If you didn't have the ability to turn $1 into $100 there would be a huge credit crunch. So we need to unravel the mess by slowly shifting away from the leverage and allowing banks easy profits off of the free spread between central and commercial banks off of the interest rates. I'm not sure but in a cryptocurrency world would there still be a need for a pyramid of interest rates to create insensitives for banks to lend, or are we are own banks and we can lend with some type of escrow or insurance to others earning interest in a decentralized scheme?
I 100% agree about the need to unravel the mess slowly. Here is an interesting parallel that I present for consideration.
Rabbi's Comments on Slavery in the Old Testament
http://www.chabad.org/library/article_cdo/aid/305549/jewish/Torah-Slavery-and-the-Jews.htmLet's start simple:
Take an agrarian society surrounded by hostile nations. Go in there and forcefully abolish slavery. The result? War, bloodshed, hatred, prejudice, poverty and eventually, a return to slavery until the underlying conditions change. Which is pretty much what happened in the American South when the semi-industrialized North imposed their laws upon the agrarian South. And in Texas when Mexico attempted to abolish slavery among the Anglophones there.
Not a good idea. Better idea: Place humane restrictions upon the institution of indentured servitude. Yes, it's still ugly, but in the meantime, you'll teach people compassion and kindness. Educate. Make workshops... Eventually, things change and slavery becomes an anachronism for such a society.
Which is pretty much what happened to Jewish society. Note this: At a time when Romans had literally thousands of slaves per citizen, even the wealthiest Jews held very modest numbers of servants. And those servants, the Talmud tells us, were treated better by their masters than foreign kings would treat their own subjects.

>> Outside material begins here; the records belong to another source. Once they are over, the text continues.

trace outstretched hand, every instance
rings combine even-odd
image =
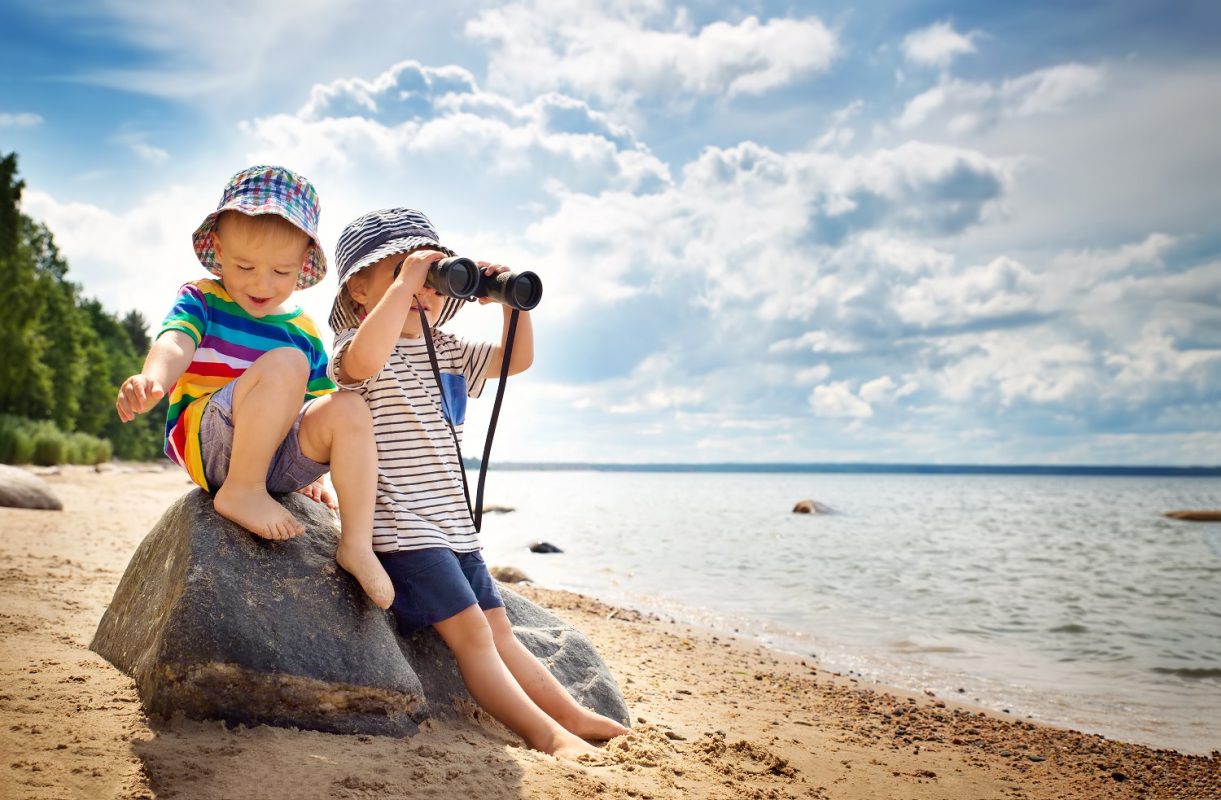
[[[322,482],[321,478],[319,478],[309,486],[303,486],[297,491],[302,495],[305,495],[315,503],[322,503],[331,511],[336,511],[337,508],[339,508],[338,501],[335,500],[335,495],[331,493],[331,490],[326,487],[326,484]]]
[[[137,414],[151,409],[165,397],[165,388],[148,375],[132,375],[118,387],[115,410],[118,419],[129,423]]]

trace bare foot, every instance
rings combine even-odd
[[[614,719],[603,717],[589,708],[582,708],[581,715],[578,717],[559,722],[569,733],[581,739],[593,739],[595,741],[606,741],[607,739],[631,733],[631,728],[625,728]]]
[[[255,536],[282,541],[305,533],[305,526],[277,503],[264,486],[223,484],[212,501],[216,513]]]
[[[339,565],[352,573],[352,576],[360,581],[360,587],[369,595],[369,600],[379,608],[389,608],[394,601],[394,584],[389,583],[386,568],[377,561],[372,547],[360,545],[348,545],[339,541],[335,551],[335,559]]]
[[[562,732],[560,735],[556,736],[556,741],[552,747],[538,747],[543,752],[549,752],[557,758],[568,758],[570,761],[576,761],[581,756],[601,756],[602,751],[591,745],[584,739],[578,739],[568,732]]]

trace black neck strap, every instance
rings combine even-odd
[[[475,533],[480,533],[484,526],[484,480],[487,478],[487,460],[492,454],[492,437],[496,436],[496,423],[501,416],[501,402],[504,399],[504,385],[509,380],[509,357],[513,355],[513,338],[518,332],[518,315],[520,311],[513,309],[509,316],[509,332],[504,337],[504,358],[501,362],[501,380],[496,387],[496,402],[492,403],[492,419],[487,424],[487,438],[484,440],[484,458],[479,463],[479,485],[475,490],[475,504],[470,504],[470,489],[468,489],[466,464],[462,458],[462,445],[458,442],[458,431],[452,421],[453,414],[447,408],[446,390],[441,385],[441,368],[437,365],[437,351],[432,344],[432,331],[429,330],[429,318],[424,314],[424,308],[416,307],[420,313],[420,329],[424,331],[424,343],[429,348],[429,363],[432,365],[432,376],[437,381],[437,392],[441,395],[441,415],[446,418],[449,426],[449,436],[454,441],[454,449],[458,452],[458,468],[462,469],[462,492],[466,497],[466,512],[475,524]]]

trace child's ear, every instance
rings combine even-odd
[[[366,277],[366,275],[357,272],[348,278],[348,294],[360,305],[364,305],[365,300],[369,299],[369,286],[365,281]]]

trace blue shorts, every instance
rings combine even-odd
[[[199,420],[199,445],[200,457],[204,462],[204,478],[208,485],[216,491],[228,478],[228,465],[233,457],[233,387],[237,381],[230,381],[225,388],[208,398],[204,415]],[[313,399],[310,402],[314,402]],[[309,486],[315,480],[325,475],[331,468],[320,464],[313,458],[308,458],[302,452],[297,432],[302,426],[302,418],[305,408],[302,405],[300,413],[293,420],[293,426],[280,442],[271,464],[267,465],[267,491],[278,495],[294,492],[303,486]]]
[[[394,584],[394,619],[405,635],[449,619],[477,605],[501,608],[501,590],[480,552],[458,553],[448,547],[377,553]]]

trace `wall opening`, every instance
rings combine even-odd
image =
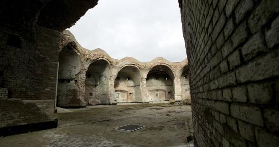
[[[85,101],[88,105],[107,103],[108,97],[109,63],[99,60],[90,64],[85,79]]]
[[[174,79],[173,71],[167,66],[159,65],[153,67],[146,78],[149,100],[160,103],[174,99]]]
[[[79,88],[74,82],[81,70],[80,57],[68,45],[59,53],[57,105],[79,106]]]

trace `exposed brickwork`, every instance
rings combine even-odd
[[[118,102],[158,103],[165,102],[170,99],[190,102],[187,59],[180,62],[171,62],[160,57],[150,62],[142,62],[130,57],[115,59],[101,49],[90,51],[82,48],[69,30],[64,31],[62,34],[59,50],[58,106],[82,106],[88,104]],[[221,56],[220,53],[219,56]],[[106,64],[102,64],[101,62]],[[130,69],[128,70],[133,68],[135,70],[126,71],[125,76],[120,77],[119,74],[125,68]],[[216,74],[218,74],[220,70],[215,68]],[[165,72],[164,75],[157,75],[160,70]],[[87,76],[87,74],[90,75],[90,77]],[[99,82],[100,76],[104,76],[107,80]],[[134,81],[122,83],[120,84],[122,86],[115,84],[120,85],[118,80],[122,80],[123,83],[127,81],[127,77]],[[156,77],[158,80],[155,80]],[[168,77],[168,80],[165,79]],[[217,81],[215,82],[214,85],[217,86]],[[125,87],[127,84],[130,87]],[[157,91],[159,93],[157,97],[155,94]],[[72,94],[70,91],[75,93]],[[121,98],[116,97],[116,95]]]
[[[278,145],[279,1],[179,1],[197,145]]]
[[[52,121],[60,33],[12,28],[0,27],[0,128]]]

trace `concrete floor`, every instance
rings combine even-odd
[[[163,104],[58,108],[57,128],[0,138],[0,146],[193,146],[191,106]],[[134,132],[114,129],[126,124]]]

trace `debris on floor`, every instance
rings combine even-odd
[[[116,128],[116,129],[123,130],[123,131],[134,131],[135,130],[137,130],[138,129],[140,129],[145,126],[140,126],[140,125],[130,125],[128,124],[127,125],[125,125],[123,126],[119,127]]]

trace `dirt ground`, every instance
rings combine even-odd
[[[57,128],[0,138],[0,146],[193,146],[191,106],[162,104],[58,108]],[[133,132],[115,129],[145,127]]]

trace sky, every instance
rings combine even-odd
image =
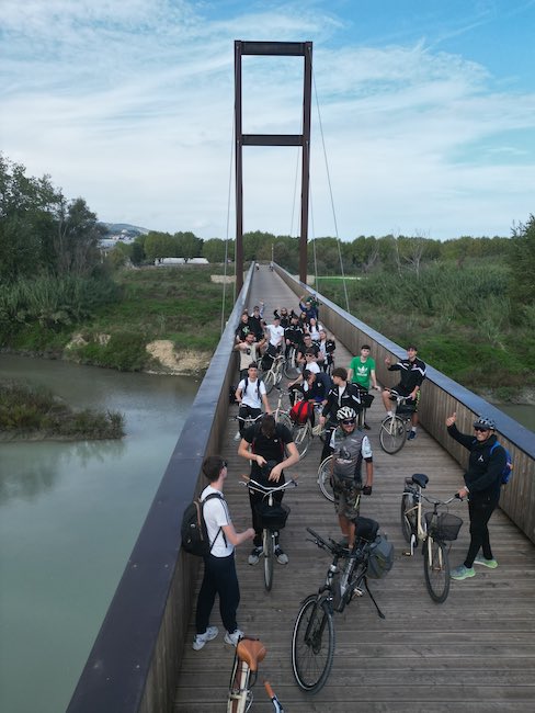
[[[99,219],[232,238],[234,44],[314,43],[309,237],[509,236],[535,212],[535,0],[2,0],[0,150]],[[303,58],[242,60],[298,134]],[[300,152],[243,148],[243,229],[298,235]]]

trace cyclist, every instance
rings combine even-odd
[[[372,495],[374,482],[373,452],[367,435],[356,428],[356,411],[342,406],[337,412],[338,428],[331,437],[332,493],[343,540],[341,544],[352,547],[355,541],[355,523],[358,518],[360,496]],[[366,483],[363,487],[361,467],[366,461]]]
[[[396,364],[391,363],[389,356],[385,359],[385,364],[388,366],[389,372],[401,372],[401,380],[396,388],[385,388],[383,391],[383,404],[385,405],[387,415],[392,416],[390,395],[406,396],[408,397],[407,404],[414,406],[414,412],[411,416],[412,426],[409,433],[409,441],[412,441],[417,437],[420,388],[425,378],[425,364],[421,359],[418,359],[417,354],[417,347],[409,344],[407,348],[407,359],[400,359]]]
[[[456,418],[457,414],[452,414],[446,419],[447,432],[470,451],[468,469],[464,476],[466,485],[458,491],[460,498],[468,496],[470,544],[465,562],[451,573],[452,579],[460,580],[476,575],[474,563],[490,569],[498,567],[490,548],[488,522],[500,500],[506,455],[500,444],[497,448],[496,423],[492,419],[480,416],[474,421],[474,435],[469,435],[457,430]],[[482,555],[478,554],[479,548],[482,548]]]
[[[265,412],[271,414],[270,401],[265,384],[259,378],[259,367],[257,362],[251,362],[247,370],[246,378],[242,378],[236,389],[236,400],[240,405],[238,417],[246,419],[248,416],[257,418],[262,412],[262,404]],[[243,420],[240,423],[240,435],[243,434]]]
[[[220,497],[210,498],[203,508],[208,537],[213,546],[209,555],[204,558],[203,584],[197,599],[196,635],[193,640],[193,648],[196,652],[219,633],[217,626],[208,625],[216,595],[219,595],[219,610],[227,630],[225,642],[236,646],[240,637],[243,636],[236,622],[240,587],[236,574],[234,551],[236,545],[247,542],[254,535],[251,528],[244,532],[236,532],[230,519],[227,503],[223,497],[223,487],[227,478],[227,462],[220,455],[208,455],[203,462],[203,473],[208,479],[208,485],[201,494],[201,500],[210,494],[217,494]]]
[[[355,412],[358,412],[361,409],[358,389],[355,384],[350,384],[348,382],[348,372],[345,369],[337,366],[332,372],[332,381],[334,382],[334,386],[329,389],[329,393],[327,394],[327,404],[323,406],[321,416],[319,417],[320,426],[326,426],[327,423],[321,461],[332,453],[330,441],[332,431],[338,426],[338,411],[342,406],[349,406]]]
[[[243,431],[238,455],[251,461],[251,478],[262,485],[282,485],[285,482],[283,468],[299,461],[299,452],[294,443],[292,431],[286,426],[276,423],[271,414],[264,414],[260,423],[250,426]],[[275,493],[273,498],[281,502],[283,495],[284,491]],[[250,565],[258,564],[262,554],[262,523],[255,510],[257,502],[261,500],[261,494],[249,491],[254,528],[254,547],[249,555]],[[281,565],[288,564],[288,556],[278,544],[278,537],[275,544],[275,556]]]

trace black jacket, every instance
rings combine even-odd
[[[506,455],[502,448],[496,448],[492,453],[490,452],[497,442],[496,434],[486,441],[477,441],[474,435],[460,433],[455,423],[448,427],[447,432],[470,451],[468,469],[464,476],[466,487],[470,491],[469,499],[487,498],[499,494]]]

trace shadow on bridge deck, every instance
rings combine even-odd
[[[282,280],[263,267],[253,279],[250,306],[265,302],[265,318],[281,305],[297,307],[295,295]],[[321,321],[321,313],[320,313]],[[337,365],[346,366],[351,355],[338,344]],[[422,397],[425,398],[423,388]],[[274,396],[272,396],[274,398]],[[274,405],[274,404],[273,404]],[[237,529],[249,527],[247,493],[238,485],[248,462],[237,456],[236,422],[230,420],[223,455],[229,463],[226,496]],[[285,567],[275,565],[273,590],[265,592],[260,566],[247,564],[249,545],[237,550],[241,587],[238,622],[249,635],[268,647],[255,691],[253,711],[271,710],[262,678],[269,678],[287,711],[405,712],[405,711],[533,711],[535,701],[535,547],[498,510],[491,520],[491,541],[500,566],[482,569],[463,582],[452,582],[444,604],[434,604],[425,590],[422,557],[403,556],[399,524],[403,478],[426,473],[429,490],[439,497],[452,495],[462,483],[458,464],[420,428],[416,441],[397,455],[385,454],[378,444],[378,423],[384,416],[380,398],[368,411],[369,438],[374,448],[375,480],[371,498],[361,512],[382,525],[396,547],[390,574],[372,588],[386,614],[382,621],[368,598],[353,601],[335,615],[337,647],[330,678],[317,695],[300,691],[291,666],[291,636],[300,600],[322,582],[329,558],[306,541],[305,528],[339,535],[332,503],[320,494],[316,471],[320,444],[288,473],[299,476],[299,487],[289,490],[292,508],[281,542],[289,556]],[[464,520],[453,543],[455,566],[468,543],[466,503],[455,510]],[[202,574],[202,573],[201,573]],[[197,582],[197,588],[200,581]],[[189,638],[193,641],[194,612]],[[213,624],[223,631],[214,609]],[[225,710],[234,649],[221,634],[201,652],[186,644],[175,698],[177,712],[212,713]]]

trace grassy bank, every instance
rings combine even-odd
[[[0,440],[100,440],[124,435],[117,411],[75,411],[44,388],[0,382]]]
[[[416,342],[426,363],[470,391],[508,400],[535,386],[535,309],[513,314],[509,281],[506,265],[478,260],[377,271],[346,288],[351,313],[369,327]],[[338,280],[321,279],[318,291],[345,306]]]

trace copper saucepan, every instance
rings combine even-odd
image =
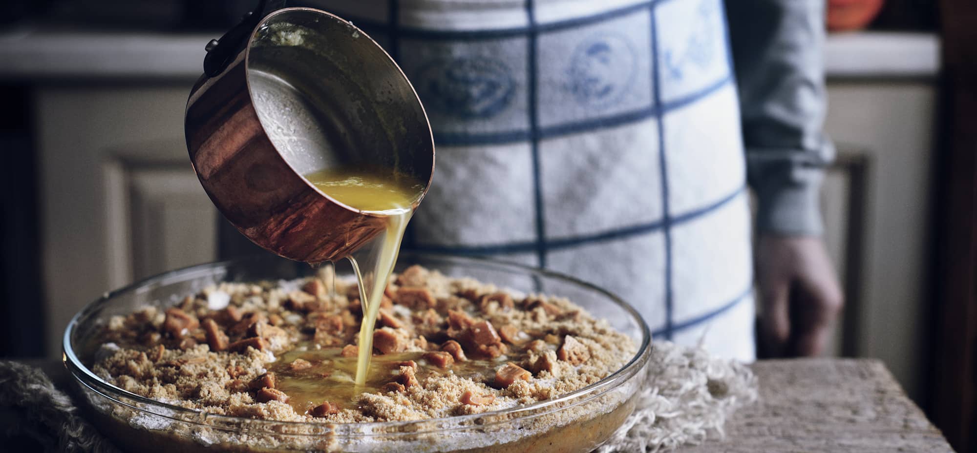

Torah teaches us how to run a libertarian society--through education and participation. Elsewhere in the world, emperors and aristocracy knew only how to govern a mass of people through oppression. Look what happened to Rome.
Getting Real Change
...If G d would simply and explicitly declare all the rules, precisely as He wants His world to look and what we need to do about it, the Torah would never become real to us. No matter how much we would do and how good we would be, we would remain aliens to the process.
So, too, with slavery (and there are many other examples): In the beginning, the world starts off as a place where oppressing others is a no-qualms, perfectly acceptable practice. It's not just the practice Torah needs to deal with, it's the attitude. So Torah involves us in arriving at that attitude. To the point that we will say, "Even though the Torah lets us, we don't do things that way."
Which means that we've really learnt something. And now, we can teach it to others. Because those things you're just told, those you cannot teach. You can only teach that which you have discovered on your own.
History bears this out... As much as Rome ruled over Judea, Jewish values deeply transformed Rome. One of the results was the legal privileges eventually granted to slaves and the gradual recognition of the value of human life.